The colonial character of Indian law is further unjustified by several laws that are obsolete and have been revoked by Britain itself. These laws are not in line with UN conventions, international norms, or even humanitarian principles. For example, Section 377, Indian Evidence Act (1872), etc.
While there are more laws on some subjects, there are none on others. This impedes justice more than anything else. Anti-torture legislation and human-trafficking bills are examples of delayed legal provisions.
The fact that the parliament is driven by populist tendencies sequesters it from the rationality that Rawls focuses on. The parliament pushes for laws on fugitive offenses, mob violence, and minor tax amendments that can be effectively dealt with through delegated legislation and executive orders or even a review of IPC.
Law has been an eternal entity if we consider history. The band society of early man, the tribal societies of India and religious denominations of the world have and continue to uphold their laws. Thus, the idea of a ‘written’ legal mechanism is only sanctified if it provides for justice without fear or favour. Ashoka’s Dhamma and Akbar’s ‘Sulh-I-kul’ are examples of historical modes of acquiring justice through doctrines, codes, and alternative mechanisms if the judicial system were ineffective.

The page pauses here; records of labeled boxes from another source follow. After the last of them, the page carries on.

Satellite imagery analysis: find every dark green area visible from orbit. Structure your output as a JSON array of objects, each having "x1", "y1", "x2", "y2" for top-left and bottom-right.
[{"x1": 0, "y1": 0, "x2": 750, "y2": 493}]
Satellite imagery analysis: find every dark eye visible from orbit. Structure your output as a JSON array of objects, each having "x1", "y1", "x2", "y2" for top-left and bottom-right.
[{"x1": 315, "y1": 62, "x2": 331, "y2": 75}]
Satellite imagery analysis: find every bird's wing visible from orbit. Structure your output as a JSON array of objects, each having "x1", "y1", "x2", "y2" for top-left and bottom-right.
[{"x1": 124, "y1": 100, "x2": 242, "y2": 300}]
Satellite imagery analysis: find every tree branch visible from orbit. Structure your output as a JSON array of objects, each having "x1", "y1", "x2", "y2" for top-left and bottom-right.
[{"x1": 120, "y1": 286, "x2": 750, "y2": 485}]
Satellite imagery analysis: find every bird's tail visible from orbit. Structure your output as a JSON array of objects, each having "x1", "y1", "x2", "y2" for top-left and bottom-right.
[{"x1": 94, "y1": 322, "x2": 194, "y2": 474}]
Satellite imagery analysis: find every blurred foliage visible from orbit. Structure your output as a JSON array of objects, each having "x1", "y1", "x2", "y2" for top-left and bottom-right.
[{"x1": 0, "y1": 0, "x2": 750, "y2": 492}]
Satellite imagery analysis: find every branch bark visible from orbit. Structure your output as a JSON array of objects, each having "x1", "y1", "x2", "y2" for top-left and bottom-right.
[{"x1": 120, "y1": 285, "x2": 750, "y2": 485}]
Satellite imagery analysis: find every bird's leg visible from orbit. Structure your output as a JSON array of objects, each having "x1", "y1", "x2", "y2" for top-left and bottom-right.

Even today we have such alternative redressal mechanisms - but different from the monarchical doctrines mentioned above. The provisions for Lok Adalats, Grama Nyayalayas, Arbitration, Conciliation, and mediation have provided hope for speedy and inexpensive justice without being caught in the formal web of inefficient laws.
But these mechanisms prove beneficial only in civil cases and are not enough to secure justice for the 3.3 crore cases that are pending in our courts today. PRS Legislative points out that reading down obscure, obsolete, and non-contemporaneous laws will lead to a good 43% resolution capacity growth. Moreover, the recent repeal of over 1800 laws shortlisted by the Ramanujam Committee is sure to expedite judicial and legislative procedures. ‘Redundancy of laws is a sign of an ailing democracy.’
Beyond these measures, there is a need to move towards a balance between India’s notion of ‘procedure established by law’ and the effective American constitution’s ‘due process of law.’ a synthesis between these two concepts will bring in feasibility and reasonable nature of law which the Indian system lacks at this moment.
Good listing practices, sunset classes for temporary laws, regular updates of quantifiable provisions of laws, and eliminating frivolous government litigation are other suggestive measures that impede justice in our country. Ultimately it is about a consensus between legislature and judiciary along with upholding the separation of powers. Fali S. Nariman once ruled that makers of law must also see through the eyes of upholders and protectors of law.
We must learn from the repository of our aspirations, inspirations, and identities - the Indian constitution. Lawmakers must adopt an analytical view of this holy document because it is so wide-ranging and holistic that it provides solutions to justice across several domains. For example, Article 21 was initially only seen as the ‘right to life with dignity’ but in subsequent events like the Maneka Gandhi case, Olga Tellis case, and Waman Rao case it was realized that this single provision was a law for over 25 provisions and recently it also included ‘right to privacy’ (Puttaswamy case) and ‘right to die with dignity’ (NGO common cause case).
Thus, we must forget that laws don’t need to be ‘invented’ - they need to be ‘discovered’ and implemented to the best of our abilities. After all, a law is as effective as its executor.
There is a fascinating quote in Scherazade’s ‘Arabian Nights fables - ‘law is for fencing the pasture, not shearing the sheep.’ similarly, the ultimate utilitarian ethics behind laws, John Stuart Mill argues, is that the ‘greatest good for the greatest number’ which can only be secured through ‘justice’ - moral, social and distributive. “For,” he says, “a nation is as good as its people.”